Eraclito si concentrò in special modo sul problema dell'origine dell'universo, e da questo problema derivò una serie di ipotesi riguardanti l'uomo, in ciò differenziandosi apertamente dagli altri fisiologi della Ionia, che, tranne forse il solo Anassimandro, non affrontarono mai chiaramente il problema della posizione dell'uomo sulla Terra. Nell'interpretazione di Eraclito bisogna fare una distinzione tra la parola e la cosa: infatti, mentre la parola è rivelatrice e come tale rende manifesta la verità, che è immodificabile e sempre uguale a sé stessa, la cosa è sempre in movimento, cambia incessantemente e nel suo variare nega in qualche modo l'idea stessa di identità.
Le acque del fiume scorrono di continuo, e scorrendo fanno sì che quello che indichiamo come fiume è in realtà diverso di momento in momento. Il fiume conserva il proprio nome, ma la sostanza che individuiamo con tale nome è plurima e in perenne moto.
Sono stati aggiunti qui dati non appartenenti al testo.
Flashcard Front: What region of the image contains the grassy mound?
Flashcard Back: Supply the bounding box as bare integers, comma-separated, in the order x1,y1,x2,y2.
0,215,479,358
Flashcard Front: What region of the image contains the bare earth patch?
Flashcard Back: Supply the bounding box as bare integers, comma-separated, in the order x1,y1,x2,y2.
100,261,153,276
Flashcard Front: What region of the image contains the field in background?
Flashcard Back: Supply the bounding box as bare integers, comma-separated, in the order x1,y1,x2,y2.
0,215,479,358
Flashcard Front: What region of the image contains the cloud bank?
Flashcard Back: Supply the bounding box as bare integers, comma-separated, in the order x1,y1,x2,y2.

Eraclito distingue svegli e dormienti. I dormienti non comprendono lo scorrimento perpetuo degli accadimenti e delle cose e ne rimangono come soggiogati, ostaggi di false (facili) credenze, ognuno creandosi una propria dimensione soggettiva, o, come dice Eraclito, un proprio mondo. Svegli sono al contrario coloro che hanno compreso la profonda differenza tra la parola, come indizio e presagio della verità, e la cosa. La comprensione di questa differenza è comprensione della legge che regola l'universo, cioè l'armonia dei contrari (enantiodromia ). "Ciò che è opposizione è accordo, e dalle cose discordi sgorga bellissima armonia, e tutte le cose nascono per legge di contesa". Eraclito si fa così teorico del divenire, fisiologo di nuovo modello e profeta laico di quella che è la legge fondamentale dell'esistenza, il cambiamento, visto non già come semplice parvenza, ma come qualcosa di molto più autentico e di concreto. Tuttavia c'è un rischio, ed è quello di considerarlo né più né meno che un fisiologo, e come tale negatore di una visione spirituale più evoluta. Niente di più lontano dal vero: nel suo profetismo laico c'è comunque la volontà ferrea di rinnovare gli schemi della pur giovanissima scienza filosofica, con una rinuncia ad uno sterile materialismo ilozoistico, incapace di fornire una spiegazione dell'essenza dell'universo sulla base di un riferimento "chimico" ad un materiale preesistente causa del vivente e dell'inorganico, come l'acqua, l'apeiron , l'aria etc… Non si tratta di un archè primordiale, ma di una legge eterna ben strutturata dalla quale dipendono il resto degli elementi e delle realtà viventi. In ogni modo sembra che il divenire, questa legge eterna regolatrice dell'universo, non basti da solo a fornire una spiegazione esauriente. L'armonia dei contrari eternamente in lotta tra di loro genera il Logos, la remota motivazione razionale del kosmos: Dio. Rivelazione empirica del Logos è il fuoco, cioè l'energia dinamica capace di trasmutare e trasmutarsi nei differenti elementi che formano il mondo.